Already, the drought has forced some people to drill new wells, if they can find someone to do it, or take steps to save water. Some farmers are worried their livestock won't survive the winter without a reliable source of water.
"The situation is not good," said Lynette Miller of the Maine Emergency Management Agency. "We are in a state of severe drought heading into the winter, and water problems that exist now are likely to persist into the winter."
A month ago, stream flows and groundwater were at or near record low levels. Precipitation levels so far this year are 35-45 percent below normal across Maine, said meteorologist Tom Hawley of the National Weather Service.
A drought occurs when the precipitation levels over a 12-month period are 15 percent or more below normal.
"This may work out to be among the top five or six driest years since 1871, when records began," Hawley said.
Light rain that fell late last week did little to ease the water shortage. Multiple rainfalls over a long period are needed to break a drought, according to the U.S. Geological Survey.

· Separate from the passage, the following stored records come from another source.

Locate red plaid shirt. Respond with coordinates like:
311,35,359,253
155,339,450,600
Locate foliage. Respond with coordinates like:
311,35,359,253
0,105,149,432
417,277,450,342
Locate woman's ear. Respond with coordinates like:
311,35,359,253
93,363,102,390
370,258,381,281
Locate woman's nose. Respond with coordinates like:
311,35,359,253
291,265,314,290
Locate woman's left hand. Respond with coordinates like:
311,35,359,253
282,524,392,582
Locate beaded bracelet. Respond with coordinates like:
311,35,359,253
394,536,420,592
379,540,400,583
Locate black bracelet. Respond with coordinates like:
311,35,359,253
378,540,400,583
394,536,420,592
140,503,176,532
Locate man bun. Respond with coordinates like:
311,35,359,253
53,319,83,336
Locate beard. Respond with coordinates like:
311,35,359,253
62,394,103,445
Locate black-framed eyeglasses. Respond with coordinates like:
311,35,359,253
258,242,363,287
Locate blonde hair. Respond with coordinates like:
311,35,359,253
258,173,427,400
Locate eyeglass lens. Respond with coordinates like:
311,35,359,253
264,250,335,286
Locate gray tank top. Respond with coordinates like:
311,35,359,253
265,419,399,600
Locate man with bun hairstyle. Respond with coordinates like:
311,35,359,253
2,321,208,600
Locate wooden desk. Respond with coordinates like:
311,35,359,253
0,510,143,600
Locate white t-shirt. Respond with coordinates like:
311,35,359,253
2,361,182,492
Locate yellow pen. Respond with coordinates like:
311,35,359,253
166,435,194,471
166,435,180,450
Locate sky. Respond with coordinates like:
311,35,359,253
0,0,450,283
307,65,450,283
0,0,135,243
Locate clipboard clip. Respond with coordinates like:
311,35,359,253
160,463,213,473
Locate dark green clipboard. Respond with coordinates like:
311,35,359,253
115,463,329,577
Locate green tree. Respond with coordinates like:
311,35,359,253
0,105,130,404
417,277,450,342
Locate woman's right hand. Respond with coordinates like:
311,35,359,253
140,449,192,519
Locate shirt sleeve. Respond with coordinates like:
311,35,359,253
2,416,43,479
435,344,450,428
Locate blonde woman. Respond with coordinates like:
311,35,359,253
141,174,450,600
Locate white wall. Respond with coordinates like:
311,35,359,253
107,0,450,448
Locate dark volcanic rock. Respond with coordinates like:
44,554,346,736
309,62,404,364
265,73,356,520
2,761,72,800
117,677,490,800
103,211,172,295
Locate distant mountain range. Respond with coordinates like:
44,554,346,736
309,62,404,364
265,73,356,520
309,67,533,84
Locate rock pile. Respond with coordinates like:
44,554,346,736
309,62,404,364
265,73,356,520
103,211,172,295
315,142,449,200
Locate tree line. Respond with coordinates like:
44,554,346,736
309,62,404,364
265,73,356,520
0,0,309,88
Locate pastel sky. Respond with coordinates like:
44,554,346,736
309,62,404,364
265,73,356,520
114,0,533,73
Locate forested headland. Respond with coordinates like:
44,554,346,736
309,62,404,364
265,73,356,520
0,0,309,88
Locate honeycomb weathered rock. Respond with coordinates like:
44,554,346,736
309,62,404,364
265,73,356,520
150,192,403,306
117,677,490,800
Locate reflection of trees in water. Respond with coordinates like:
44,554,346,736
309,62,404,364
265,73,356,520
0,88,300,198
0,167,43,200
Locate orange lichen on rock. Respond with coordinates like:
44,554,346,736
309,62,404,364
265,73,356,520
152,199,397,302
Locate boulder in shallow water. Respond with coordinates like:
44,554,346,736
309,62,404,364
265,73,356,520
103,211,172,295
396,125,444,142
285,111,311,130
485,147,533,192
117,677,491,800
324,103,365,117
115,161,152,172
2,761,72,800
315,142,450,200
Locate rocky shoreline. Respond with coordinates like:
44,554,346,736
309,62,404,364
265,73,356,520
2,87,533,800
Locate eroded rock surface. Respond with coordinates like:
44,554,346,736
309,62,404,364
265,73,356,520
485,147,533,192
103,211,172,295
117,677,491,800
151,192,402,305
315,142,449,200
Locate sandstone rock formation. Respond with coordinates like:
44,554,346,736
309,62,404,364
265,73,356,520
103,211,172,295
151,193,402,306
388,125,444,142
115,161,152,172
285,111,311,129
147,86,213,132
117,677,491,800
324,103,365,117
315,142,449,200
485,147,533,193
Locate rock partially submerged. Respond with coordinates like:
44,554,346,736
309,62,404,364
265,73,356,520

Boothbay Harbor and Castine have imposed water-conservation measures, and officials in Calais, Island Falls, New Portland, Winter Harbor, East Millinocket, Monson and Port Clyde have asked for voluntary conservation, said Tony Sprague, spokesman for King.
The dry pattern, which is most severe in Maine from Boothbay to Eastport, is not due to an extraordinary meteorological event like El Nino, experts say.
The drought is simply due to the lack of rain the state has received since summer.
"Storms are missing us," said Gregory Zielinski, the state climatologist.
As dry weather continues, so many private wells are going dry that drillers can't keep up with the demand for new wells.
Buxton well-driller Arthur D. Tompson Jr., who has 40 people on his waiting list, said, "Wells are drying up left and right. We're doing the best we can to help everybody, but there's only so much we can do."